Oh, absolutely. I'm not defending OpenAI, I just care about accurate reporting. ...

Palmik · 2025-01-29T15:45:31 1738165531

You are underselling or not understanding the breakthrough. They trained 600B model on 15T tokens for <$6/m. Regardless of the provenance of the tokens, this in itself is impressive.

Not to mention post-training. Their novel GRPO technique used for preference optimization / alignment is also much more efficient than PPO.

sho_hn · 2025-01-29T16:28:37 1738168117

Let's call it underselling. :-) Mostly because I'm not sure anyone's independently done the math and we just have a single statement from the CEO. I do appreciate the algorithmic improvements, and the excellent attention-to-performance-in-detail stuff in their implementation (careful treatment of precision, etc.), making the H800s useful, etc. I agree there's a lot there.
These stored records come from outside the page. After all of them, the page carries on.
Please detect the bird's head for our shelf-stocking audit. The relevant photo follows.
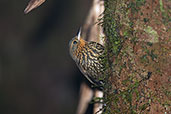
[69,29,86,60]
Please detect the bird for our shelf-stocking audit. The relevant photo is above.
[69,29,105,86]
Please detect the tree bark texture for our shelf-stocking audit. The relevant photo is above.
[102,0,171,114]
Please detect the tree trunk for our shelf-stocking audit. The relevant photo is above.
[102,0,171,114]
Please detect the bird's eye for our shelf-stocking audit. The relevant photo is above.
[73,41,77,44]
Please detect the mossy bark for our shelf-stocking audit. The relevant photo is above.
[102,0,171,114]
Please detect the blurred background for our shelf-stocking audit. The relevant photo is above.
[0,0,91,114]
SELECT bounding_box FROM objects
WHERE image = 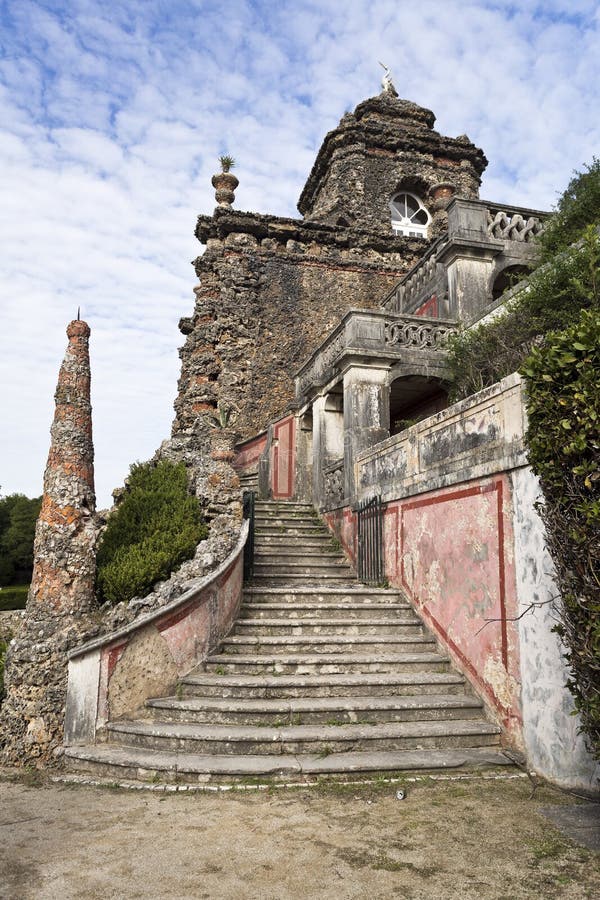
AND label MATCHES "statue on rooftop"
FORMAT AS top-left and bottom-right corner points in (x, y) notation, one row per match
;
(379, 62), (398, 97)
visarga · 2025-01-29T21:53:07 1738187587

> that's a bit like saying that by painting a a bare wall green you have demonstrated that you can build green walls 27x cheaper, ignoring the cost of building the wall in the first place

That's a funny analogy, but in reality DeepSeek did reinforcement learning to generate chain of thought, which was used in the end to finetune LLMs. The RL model was called DeepSeek-R1-Zero, while the SFT model is DeepSeek-R1.

They might have boostrapped the Zero model with some demonstrations.

> DeepSeek-R1-Zero struggles with challenges like poor readability, and language mixing. To make reasoning processes more readable and share them with the open community, we explore DeepSeek-R1, a method that utilizes RL with human-friendly cold-start data.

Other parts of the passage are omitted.